Chinma lay back on the floor and breathed deeply. He could feel his head trying to make him faint, and so he lay very still and breathed slowly and deeply to make the fainting go away.
"Are you all right?"
"Yes," said Chinma. Please stop trying to make me talk until I can breathe again.
"Are you sick? Is this something left over from the sneezing flu?"
He shook his head a little. Why was she asking? Didn't Americans get light-headed and faint when they were overcome with grief?
"What can I do?" she insisted.
"Wait," he said.
She didn't understand him, or didn't believe that he had said "wait."
"Wait," he said again, and then closed his eyes and spread out his arms and breathed and finally the light-as-air feeling went away from his head. Carefully he rolled over and stood up.
"Are you prone to fainting fits?" asked Aunt Margaret. "I mean, does this happen often?"
Chinma shook his head. "What else does Mrs. Malich want to know?"
"Just—I think … how long till you get your strength back?"
He thought about it. "I don't know how long it was. After you're getting better, you sleep a lot. I remember when I first got hungry again. That's when I knew I wasn't going to die. Then it was only a couple of days before I could climb trees again. That's why the soldiers didn't kill me. I climbed a tree to get away from the stink. But I climbed it very slowly and I didn't go as high as usual because I wasn't sure I could hold on."
Aunt Margaret kept typing for a while, and then, once again, the words of the email disappeared.
"There, I hope that helps her. You were very good to be willing to talk about this all again."
/> "I told the doctors."
"Did you almost faint when you told them?" asked Aunt Margaret.

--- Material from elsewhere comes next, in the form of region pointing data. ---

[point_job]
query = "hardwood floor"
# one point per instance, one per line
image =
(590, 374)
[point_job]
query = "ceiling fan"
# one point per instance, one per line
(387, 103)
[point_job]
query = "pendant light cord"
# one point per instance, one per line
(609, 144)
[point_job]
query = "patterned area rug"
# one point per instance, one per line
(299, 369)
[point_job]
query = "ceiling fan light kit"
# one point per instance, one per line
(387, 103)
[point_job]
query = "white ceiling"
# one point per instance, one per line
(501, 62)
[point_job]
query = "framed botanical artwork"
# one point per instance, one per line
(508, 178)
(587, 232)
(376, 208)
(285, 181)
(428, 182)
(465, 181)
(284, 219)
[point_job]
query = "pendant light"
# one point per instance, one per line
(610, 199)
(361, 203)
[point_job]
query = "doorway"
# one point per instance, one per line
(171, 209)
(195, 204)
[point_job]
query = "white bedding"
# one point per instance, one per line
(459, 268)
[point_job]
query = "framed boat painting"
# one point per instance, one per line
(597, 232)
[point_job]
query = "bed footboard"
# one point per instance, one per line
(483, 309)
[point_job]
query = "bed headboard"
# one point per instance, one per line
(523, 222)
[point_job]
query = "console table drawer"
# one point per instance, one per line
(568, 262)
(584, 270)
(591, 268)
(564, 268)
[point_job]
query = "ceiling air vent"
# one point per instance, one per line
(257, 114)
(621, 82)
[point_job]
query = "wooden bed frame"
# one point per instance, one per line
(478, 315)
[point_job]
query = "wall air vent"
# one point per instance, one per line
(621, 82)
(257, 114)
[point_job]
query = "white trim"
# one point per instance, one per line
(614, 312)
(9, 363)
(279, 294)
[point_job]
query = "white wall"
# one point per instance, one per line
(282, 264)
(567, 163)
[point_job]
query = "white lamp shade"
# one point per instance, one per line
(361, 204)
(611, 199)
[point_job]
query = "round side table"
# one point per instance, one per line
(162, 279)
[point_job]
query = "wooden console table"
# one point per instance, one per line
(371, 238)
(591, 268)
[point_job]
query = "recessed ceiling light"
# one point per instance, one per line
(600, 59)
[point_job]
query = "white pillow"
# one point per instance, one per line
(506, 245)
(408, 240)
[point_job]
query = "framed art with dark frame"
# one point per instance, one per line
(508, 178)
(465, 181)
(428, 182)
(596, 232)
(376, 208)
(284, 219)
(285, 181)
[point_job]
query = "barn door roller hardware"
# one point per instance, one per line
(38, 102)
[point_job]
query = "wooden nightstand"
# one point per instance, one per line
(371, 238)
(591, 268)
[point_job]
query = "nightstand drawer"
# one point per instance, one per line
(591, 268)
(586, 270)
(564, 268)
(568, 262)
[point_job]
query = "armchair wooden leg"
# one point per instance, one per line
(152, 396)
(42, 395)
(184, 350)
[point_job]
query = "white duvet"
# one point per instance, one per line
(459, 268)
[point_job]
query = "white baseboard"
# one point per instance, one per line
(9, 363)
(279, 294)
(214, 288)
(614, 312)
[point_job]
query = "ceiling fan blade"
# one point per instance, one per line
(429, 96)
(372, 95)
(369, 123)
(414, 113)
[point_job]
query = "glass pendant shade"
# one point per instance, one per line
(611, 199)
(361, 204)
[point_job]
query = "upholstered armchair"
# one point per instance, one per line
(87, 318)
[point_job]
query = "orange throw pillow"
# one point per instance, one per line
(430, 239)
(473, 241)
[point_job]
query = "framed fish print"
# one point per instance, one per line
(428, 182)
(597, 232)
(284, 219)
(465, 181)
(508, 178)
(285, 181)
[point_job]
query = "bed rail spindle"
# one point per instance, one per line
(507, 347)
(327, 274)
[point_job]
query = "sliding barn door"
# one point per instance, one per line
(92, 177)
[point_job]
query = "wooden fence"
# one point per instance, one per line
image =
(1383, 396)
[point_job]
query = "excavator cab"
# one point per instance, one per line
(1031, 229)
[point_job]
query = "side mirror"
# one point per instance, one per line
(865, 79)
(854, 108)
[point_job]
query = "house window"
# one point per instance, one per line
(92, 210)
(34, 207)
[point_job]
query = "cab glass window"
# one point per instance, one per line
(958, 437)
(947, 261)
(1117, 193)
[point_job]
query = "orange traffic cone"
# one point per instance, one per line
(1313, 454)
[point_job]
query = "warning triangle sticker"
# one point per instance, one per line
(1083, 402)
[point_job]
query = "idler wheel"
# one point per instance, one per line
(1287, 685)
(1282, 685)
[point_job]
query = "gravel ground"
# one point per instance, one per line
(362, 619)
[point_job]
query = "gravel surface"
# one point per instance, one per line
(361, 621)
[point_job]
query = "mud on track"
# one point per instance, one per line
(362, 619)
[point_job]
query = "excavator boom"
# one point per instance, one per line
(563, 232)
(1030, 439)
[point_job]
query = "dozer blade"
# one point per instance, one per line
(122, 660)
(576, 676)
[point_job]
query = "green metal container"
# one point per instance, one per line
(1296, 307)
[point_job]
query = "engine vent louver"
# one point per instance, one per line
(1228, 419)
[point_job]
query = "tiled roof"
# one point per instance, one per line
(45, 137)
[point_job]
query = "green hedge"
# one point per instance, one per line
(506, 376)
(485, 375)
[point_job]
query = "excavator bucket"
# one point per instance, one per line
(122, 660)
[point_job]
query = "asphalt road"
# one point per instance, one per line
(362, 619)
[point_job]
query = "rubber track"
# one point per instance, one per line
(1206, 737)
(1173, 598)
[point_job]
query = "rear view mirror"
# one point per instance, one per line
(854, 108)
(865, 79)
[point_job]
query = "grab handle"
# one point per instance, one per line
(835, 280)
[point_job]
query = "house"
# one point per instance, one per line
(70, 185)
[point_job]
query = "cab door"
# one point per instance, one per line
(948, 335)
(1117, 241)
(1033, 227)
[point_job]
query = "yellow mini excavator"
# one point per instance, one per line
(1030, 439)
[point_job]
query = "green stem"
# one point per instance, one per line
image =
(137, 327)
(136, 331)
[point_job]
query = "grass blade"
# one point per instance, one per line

"No," he said. That was because he hadn't thought about his baby sister covered with blood and dying in his arms and then Mother screaming at him when he crawled into her room dragging the baby on a mat behind him.
"If you already told the scientists this, I can't understand why in the world this information hasn't been released and these volunteer health workers weren't briefed."
Chinma wanted to get back to the math book. Well, no, he didn't, but the math book was what he had been working on, and he wanted to get out of Mrs. Malich's office. It was a room that the children were never supposed to go into. Mark had impressed that on him very firmly.
But instead of leaving the room, he said, "If I give all my money to the police, will that be enough for them to let me go?"
Aunt Margaret turned slowly and looked at him with an odd expression. "You're not under arrest, you know."
"But Mrs. Malich said I can't go back to Nigeria because of the officials." Or had she actually said that? "Because there's a law against it."
"You're here under political asylum laws," said Aunt Margaret. "If you return to your home country, it means you must not be in danger after all and so your visa is revoked."
"So if I give the man my hundred and eighty dollars, will he let me go?"
"Why do you want to go there? Are you unhappy here?"
"I should go there to help," said Chinma. "I can't catch the monkey sickness anymore, and I know what happens. I can tell them. I've seen many people live and die. I know which ones. And I speak Yoruba and a little Hausa and I understand some Ibo."
Aunt Margaret's eyes narrowed. "Actually, you really might be helpful. It's just a stupid rule that keeps you from going. There can be exceptions to the rule. Or at least there should be." She turned around and started lifting papers on the desk. "Oh, what am I thinking, she won't leave it lying around." She started using the mouse to bring up different things on the computer screen. "Well, she won't put it on the computer, either. Probably memorized it and ate the note on which it was written down."